There are strong arguments in favor of both the “documents-first” and “bank-linking-first” suppliers approaches, particularly since opinion is also divided among property managers on which approach is best. Bank linking removes the opportunity for most document fraud, but communities cannot require all applicants to take this step. And applicants willing to grant access to their bank account information are unlikely to be attempting fraud. Some level of document checking will, therefore, still be necessary.
Increasingly, document verification companies are performing income verification using the contents of the bank statements during their verification process. That works today, but we also know that fraud is moving quickly, with sophisticated technology making it easy for applicants to obtain high-quality fake documents. We are in an arms race between the AI that generates fake documents and the AI that detects them.
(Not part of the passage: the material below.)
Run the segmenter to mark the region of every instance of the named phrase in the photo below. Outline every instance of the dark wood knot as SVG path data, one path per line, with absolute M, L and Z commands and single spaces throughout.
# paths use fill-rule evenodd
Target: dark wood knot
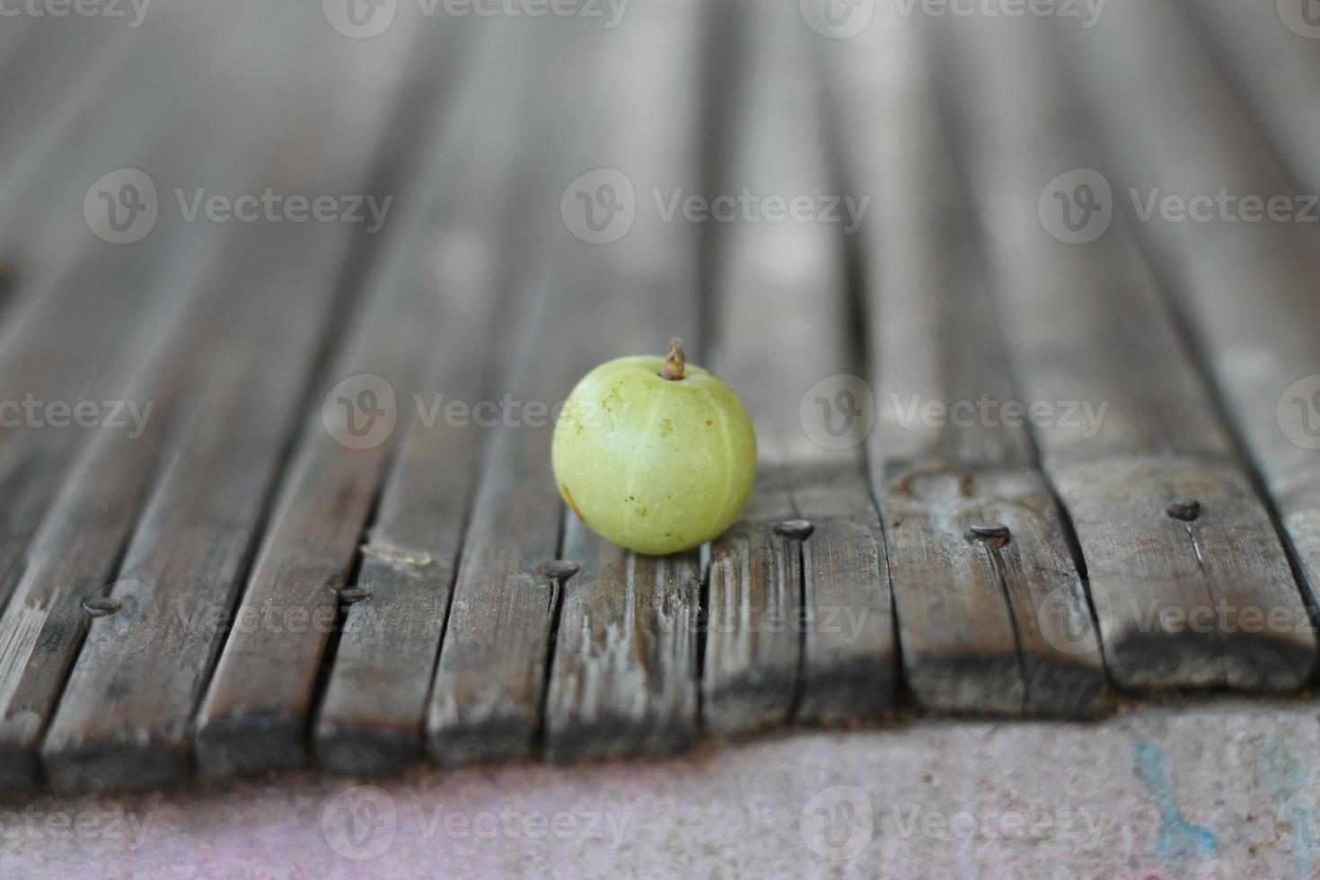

In that environment, neither bank linking nor document verification alone is a silver bullet.
The synthetic fraud mentioned earlier exemplifies how fraud continues to change. Some suppliers believe that the high correlation between fake credit records and fake supporting documents means that most applicants will fail document checks. However, some operators are not so sure.
“Falsified SSNs and the misuse of CPNs are significant challenges,” says Phyllis Metevier, Director of Applicant Screening at Dallas-based LUMA Residential. A CPN is a nine-digit number similar to a Social Security number. CPNs may be sold to consumers to hide poor credit history or bankruptcies or to build credit.
“Fraudsters can buy a CPN and use it to create a fake credit profile, or they can obtain an SSN that belongs to somebody else,” says Metevier. “They may start by opening a checking account and then open a secured credit card and, from there, build a false history that can pass background checks. We have to monitor applications for red flags, such as document inconsistencies or recently established credit files. Training leasing consultants to recognize these details is crucial in preventing fraud.”
When synthetic fraud scams are well-executed, they can be hard to detect. Creating a fake credit history requires patience, but the generous rewards on offer in pro-renter jurisdictions can make the effort worthwhile. Most detection techniques rely on identifying anomalies like unfeasibly short credit histories relative to the applicant’s age. While that may stop some fraudsters, it also risks false positives in cases where an applicant legitimately has few purchases on their credit record.
The Human Element
The synthetic fraud example illustrates some important things about fraud prevention. First, there is no single tool that solves fraud. Some apps offer a holistic solution; others seek to be best-in-class in some specific area (bank checks, document metadata analysis, etc.) “We’ve tested various verification companies and systems to balance the need for security with ease of use, but no system is foolproof,” Metevier says.
To combat fraud effectively, operators must implement a “waterfall” of checks, combining multiple technologies with a well-defined process. This requires understanding which technology suits each community. As fraud continues to evolve, operators must clearly identify the problems they aim to solve and the metrics to measure progress for successful outcomes.
“Above all, we try to make the application process as easy as possible for honest applicants,” Metevier says. That may be one of the most important philosophical considerations. The nature of work is changing, with younger generations making more of their income from gig work and other sources that are harder to track using conventional methods. In tackling the problem of fraud, operators can focus on stopping bad actors, or they can focus on qualifying good residents. That focus may guide companies’ progress in an arms race that shows no signs of stopping.
Dom Beveridge is Principal with 20for20, a multifamily technology consultancy.